Nearly 500 mobile phones were seized at jails in Lancashire last year.
A Freedom of Information request has revealed that Kirkham Prison had the second highest number of discoveries in the North West, with 368 phones confiscated at the men’s Category D jail in Freckleton Road.
Lancaster Farms young offenders institution had the fifth highest number of seizures, with 90, and the men’s category B Garth Prison in Ulnes Walton, near Leyland, came eighth, with 31.
Preston Prison, a men’s Category B jail, recovered six phones, and the now defunct Lancaster Castle, a men’s Category C prison, only two before it closed in March.
Mobile phone seizures totalled 497 in Lancashire and more than 1,500 in the North West in 2011.
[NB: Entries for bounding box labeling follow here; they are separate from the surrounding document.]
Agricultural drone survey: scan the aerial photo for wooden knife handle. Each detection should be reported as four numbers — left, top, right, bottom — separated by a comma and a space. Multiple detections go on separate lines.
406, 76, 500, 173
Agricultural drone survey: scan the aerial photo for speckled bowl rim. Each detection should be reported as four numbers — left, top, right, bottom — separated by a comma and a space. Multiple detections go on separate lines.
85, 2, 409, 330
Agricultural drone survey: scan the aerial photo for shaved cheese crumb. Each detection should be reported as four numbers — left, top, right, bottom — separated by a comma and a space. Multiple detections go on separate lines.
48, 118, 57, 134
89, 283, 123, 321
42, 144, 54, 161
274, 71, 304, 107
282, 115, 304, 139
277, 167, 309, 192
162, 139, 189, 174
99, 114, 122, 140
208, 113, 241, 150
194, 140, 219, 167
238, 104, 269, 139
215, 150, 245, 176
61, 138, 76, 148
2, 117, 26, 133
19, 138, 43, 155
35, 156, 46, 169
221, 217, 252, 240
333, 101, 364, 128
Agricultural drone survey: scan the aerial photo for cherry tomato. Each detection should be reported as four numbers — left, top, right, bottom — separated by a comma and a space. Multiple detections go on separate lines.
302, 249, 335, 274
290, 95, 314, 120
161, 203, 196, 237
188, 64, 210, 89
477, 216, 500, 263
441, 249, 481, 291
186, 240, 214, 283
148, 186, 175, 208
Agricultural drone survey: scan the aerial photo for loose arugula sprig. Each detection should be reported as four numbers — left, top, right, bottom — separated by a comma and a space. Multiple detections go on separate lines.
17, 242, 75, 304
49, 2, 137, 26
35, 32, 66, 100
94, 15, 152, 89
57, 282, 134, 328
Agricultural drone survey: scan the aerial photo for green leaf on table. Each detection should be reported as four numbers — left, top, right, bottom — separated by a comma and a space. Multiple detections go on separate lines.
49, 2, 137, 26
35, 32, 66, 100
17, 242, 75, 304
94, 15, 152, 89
The privately run Altcourse Prison in Liverpool had the highest number of discoveries, with 630 mobile phones recovered.
The figures provided by the Ministry of Justice include mobile phone handsets, sim cards or mobile phones with either a sim card or a memory stick inside, found on prisoners, visitors, staff, contractors and within prison grounds.
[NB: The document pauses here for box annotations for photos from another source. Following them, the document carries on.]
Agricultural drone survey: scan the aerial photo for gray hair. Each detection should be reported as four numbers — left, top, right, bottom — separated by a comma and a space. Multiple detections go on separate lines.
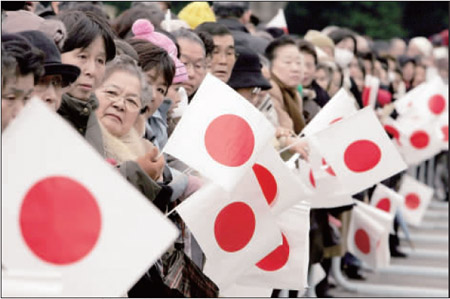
103, 54, 153, 108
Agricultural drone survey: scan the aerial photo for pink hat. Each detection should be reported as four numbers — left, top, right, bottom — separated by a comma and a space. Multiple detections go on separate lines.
131, 19, 188, 83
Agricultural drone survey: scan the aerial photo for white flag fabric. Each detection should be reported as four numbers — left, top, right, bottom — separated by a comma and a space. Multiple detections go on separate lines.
294, 147, 353, 209
395, 76, 448, 118
252, 146, 311, 215
347, 201, 393, 268
163, 74, 275, 191
239, 202, 310, 290
2, 99, 178, 297
176, 178, 282, 289
362, 75, 380, 108
266, 8, 289, 34
370, 183, 405, 217
397, 118, 445, 165
219, 282, 273, 298
308, 107, 406, 194
398, 175, 434, 226
302, 88, 357, 136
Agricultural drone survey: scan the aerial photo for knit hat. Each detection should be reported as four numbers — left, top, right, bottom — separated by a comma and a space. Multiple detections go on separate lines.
178, 2, 216, 29
131, 19, 188, 84
305, 30, 334, 50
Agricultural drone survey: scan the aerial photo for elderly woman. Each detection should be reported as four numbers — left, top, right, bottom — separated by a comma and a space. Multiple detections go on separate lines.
95, 55, 162, 180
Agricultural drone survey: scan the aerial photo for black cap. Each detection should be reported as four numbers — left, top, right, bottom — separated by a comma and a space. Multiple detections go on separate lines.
18, 30, 80, 85
227, 46, 272, 90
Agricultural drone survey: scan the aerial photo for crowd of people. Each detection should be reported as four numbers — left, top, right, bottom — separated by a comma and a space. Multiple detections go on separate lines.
1, 2, 448, 297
Julia Prescott, deputy governor at Kirkham Prison, said its high figure showed the effectiveness of its security measures.
She said: “I think the fact that there is such a high number of mobile phones we have found shows that we’re very active in looking for mobile phones and looking for any contraband that is coming into the prison.
“Kirkham is an open prison with low risk, Category D prisoners.
“We have prisoners going out every day into the community as it’s all about resettling people back into communities and getting them ready for release.
“We do search them on a regular basis and we work on intelligence that we get as well, but mobile phones are obviously quite valued by prisoners.
“The cost of the pin pay phones that they have to use in prison to call their friends and families are quite expensive.
“They are more expensive than some of the tariffs you can get on a mobile phone and that is a national issue we have been trying to deal with, to get the cost of the pin phones lowered to discourage people from having mobile phones.
“That is one of the reasons why prisoners use them but also they can use them for illicit purposes and to organise crime and that’s why we’re trying to prevent them coming into the prison.”
She said the prison used equipment including search dogs, mobile phone signal detectors, body orifice security scanners and high sensitivity metal detecting wands, which can detect internally concealed mobile phones.
She added: “I think that is why we are quite successful in getting so many mobile phones back off prisoners.”
A Ministry of Justice spokesman said the National Offender Management Service remained “committed to addressing the risks that mobile phones present to security and to the safety of the public”.
He said: “We operate a strategy designed to minimise the number of mobile phones entering prisons, to find phones that do get in and to disrupt mobile phones that cannot be found.”